In terms of the time variable, where can I find information regarding what models need what set-up? Or is this a matter of trial and error? I have only two timepoints and want to use Time 1 to control for initial values of the dependent variables, so that would be a lagged-dependent model.

I’m not sure if I understand what you mean by having only one response in each row because each row indeed represents one student, so a row would contain many responses (one for each variable). So if I do the weighting before, all the multiple-membership model would do is to make sure that non-independence is being taken into account?


If you want to control your variable at time1 (let’s call it y1) in the response at time 2 (y2), then you would do that via something like

brm(y2 ~ y1 + ....)

I’m not sure if I understand what you mean by having only one response in each row because each row indeed represents one student, so a row would contain many responses (one for each variable). So if I do the weighting before, all the multiple-membership model would do is to make sure that non-independence is being taken into account?

Yes, at least this is my understanding of your data.

Thank you!


A very late follow up question based on a recent post here. LucC wrote

So does this mean that when I want to control for the initial score at T1 when predicting the same variable at T2, I should include a random intercept for the individuals in addition to the class and teacher groupings because the estimated standard errors would be wrong? And this is only for a random intercept, not random slopes?


Controlling for outcome T1 when predicting outcome at T2 by means of including T1 as predictor in the model is flawed, as it assumes that T1 is observed without measurement error, which (depending on the level of measurement error) will lead to regression towards the mean.

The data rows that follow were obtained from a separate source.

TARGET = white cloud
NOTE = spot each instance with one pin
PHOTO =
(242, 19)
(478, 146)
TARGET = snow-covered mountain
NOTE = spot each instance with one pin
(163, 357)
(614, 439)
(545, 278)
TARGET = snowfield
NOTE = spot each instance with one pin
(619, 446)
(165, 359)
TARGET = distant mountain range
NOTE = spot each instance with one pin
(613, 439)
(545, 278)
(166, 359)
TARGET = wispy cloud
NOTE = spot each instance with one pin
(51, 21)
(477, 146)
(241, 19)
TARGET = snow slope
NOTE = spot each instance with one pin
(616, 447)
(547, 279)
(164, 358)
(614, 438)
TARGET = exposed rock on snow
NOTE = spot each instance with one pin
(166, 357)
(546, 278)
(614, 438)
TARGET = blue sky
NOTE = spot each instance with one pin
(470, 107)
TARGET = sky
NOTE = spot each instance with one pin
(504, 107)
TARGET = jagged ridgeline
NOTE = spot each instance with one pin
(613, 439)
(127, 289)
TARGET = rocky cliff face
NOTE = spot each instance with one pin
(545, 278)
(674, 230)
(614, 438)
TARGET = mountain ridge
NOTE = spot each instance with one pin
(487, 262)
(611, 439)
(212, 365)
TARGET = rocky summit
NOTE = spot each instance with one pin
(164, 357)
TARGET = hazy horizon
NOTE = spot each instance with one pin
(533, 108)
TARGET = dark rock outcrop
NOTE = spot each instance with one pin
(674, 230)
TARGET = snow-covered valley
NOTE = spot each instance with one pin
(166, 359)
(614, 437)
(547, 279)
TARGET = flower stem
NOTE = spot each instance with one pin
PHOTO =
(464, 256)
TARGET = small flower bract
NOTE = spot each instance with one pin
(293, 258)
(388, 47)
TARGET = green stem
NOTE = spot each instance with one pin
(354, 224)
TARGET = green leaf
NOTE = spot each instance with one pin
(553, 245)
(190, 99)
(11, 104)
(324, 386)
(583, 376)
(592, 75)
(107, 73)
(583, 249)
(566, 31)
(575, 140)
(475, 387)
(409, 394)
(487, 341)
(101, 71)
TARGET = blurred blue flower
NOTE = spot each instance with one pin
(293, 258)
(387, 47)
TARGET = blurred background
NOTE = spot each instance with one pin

The most correct way - that I know of - is to model both T1 and T2 as the response variable, with a predictor T1 vs. T2, grouping variable(s), and interaction between T1/T2 and the grouping variable if you want to quantify potentially different responses over time between groups. Plus a random intercept for individuals. An alternative way would be to use T1 as a predictor, but explicitly modelling the measurement error/variation in T1 (not sure this is possible in brms, but for sure possible with custom Stan code). However, you are then decoupling the estimation of measurement error in T1 from the estimation of measurement error in T2, which is a waste of statistical power. So, the first approach described in this paragraph is parsimonious, in my experience.

See also my follow-up post to the one you are linking to: Different Intercept Terms in Frequentist and Bayesian Regression - #6 by LucC

Not exactly. Model T1 as an outcome, jsut as T2, and include a random intercept. For it to work, you need to organise the data in long format:

ID class teacher time response
1 A Johnson T1 4
1 A Johnson T3 5
2 A Johnson T1 2
2 A Johnson T3 4

response ~ time + (1 | ID) + (1 | class) + (1 | teacher)

But that will only tell you the average change in response over time (with correct standard error for the average change). If you want to know e.g. whether the changes are dependent on the teacher, you would model:

response ~ time * teacher + (1 | ID) + (1 | class)

Note that all of these models use the teacher and class information very simplistically, e.g. as “observed” at the moment of the response. But if a person changed class or teacher one day before a response, the model will not distinguish that change from one that happened earlier during the year. For that to work, if possible, you could quantify the amount of e.g. cumulative teacher-time experienced by an individual up to the point of the response.

You can add random slopes on top of all if this, if you like. It might get quite messy though if you are also modelling interactions. I would then probably recode the interactions into explicit dummy variables, and build custom code to add a random slope effect to all of those interactions at ones (i.e. as an uncentered, scaled random effect).

Thanks for your very detailed reply. It shows me that I still have a lot of reading to do!